I tried Lexapro 6 years ago when I first attempted to work on this issue. I was prescribed some minimum dosage(I forget what). I will never forget the first day. I didn't feel happy or sad or even anxious. It was as if every emotion was stripped out of my head and instead it was replaced with perfect neutrality. Nothing mattered int he world anymore. I had no thoughts or opinions, just complete neutrality of thoughts and emotions. This also became my most productive week in years. The thought process was literally "Ok I have this task to do, let me do this task, I am done with this task, ok lets do the next task. Repeat until there are no more tasks." No breaks, no distractions were noticed while the task is being performed.
Unfortunately, the side effects were so bad I gave up after a week. Horrible nausea all the time. Such extreme fatigue that i'd sleep 16 hours and still feel exhausted. Not to mention other side effects that are not appropriate to discuss here.
I am considering trying this nightmare of a drug again because I still remember that productivity but man that first experience literally felt like poison was seeping into all areas of my body.
Yeah that absolutely apathy is what kept me alive when I was so close to the edge.
But the side effects (and primary effects!) are also why I only ever stay on it for 3 to 4 months. The sexual side effects alone are enough to impede my recovery, let alone some of the other ones.

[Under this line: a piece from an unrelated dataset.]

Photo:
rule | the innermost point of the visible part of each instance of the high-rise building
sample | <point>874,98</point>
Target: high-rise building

So I use it like a bandage to get through the worst parts, rather than a “take every day for years” drug. The “take every day” bit for me is CBT exercises to rewrite my mind, and it’s worked :)

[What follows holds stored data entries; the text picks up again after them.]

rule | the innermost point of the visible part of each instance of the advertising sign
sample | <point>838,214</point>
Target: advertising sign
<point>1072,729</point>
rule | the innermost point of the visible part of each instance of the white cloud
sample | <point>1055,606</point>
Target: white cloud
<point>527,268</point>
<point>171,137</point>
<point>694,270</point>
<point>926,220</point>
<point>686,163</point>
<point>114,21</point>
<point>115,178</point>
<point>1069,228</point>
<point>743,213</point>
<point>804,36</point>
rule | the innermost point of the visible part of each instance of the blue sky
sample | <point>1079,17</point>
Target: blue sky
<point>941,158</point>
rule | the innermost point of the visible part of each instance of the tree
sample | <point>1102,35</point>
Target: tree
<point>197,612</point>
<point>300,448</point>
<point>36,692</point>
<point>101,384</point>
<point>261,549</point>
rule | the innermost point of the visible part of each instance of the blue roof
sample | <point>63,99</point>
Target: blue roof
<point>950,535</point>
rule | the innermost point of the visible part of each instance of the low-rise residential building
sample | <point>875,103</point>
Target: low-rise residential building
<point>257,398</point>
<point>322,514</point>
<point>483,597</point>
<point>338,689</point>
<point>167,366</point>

The physical sides for Lexapro at least for me disappeared. I also got the nausea initially. It’s rough, I know.
There are other more modern SSRIs that might be worth trying too, but if escitalopram seemed to work then it might be worth trying to stick it out to see if the sides get better. They usually do
I gave up after the Lexapro until this year where I am trying to tackle this issue again with the Welbutrin. I keep reading that maybe ayahuasca or psilocybin might be the miracle key that solves the underlying issues.

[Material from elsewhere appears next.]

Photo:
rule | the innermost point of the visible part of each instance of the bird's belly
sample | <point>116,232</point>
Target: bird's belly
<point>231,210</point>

Unfortunately, the side effects were so bad I gave up after a week. Horrible nausea all the time. Such extreme fatigue that i'd sleep 16 hours and still feel exhausted. Not to mention other side effects that are not appropriate to discuss here.
I am considering trying this nightmare of a drug again because I still remember that productivity but man that first experience literally felt like poison was seeping into all areas of my body.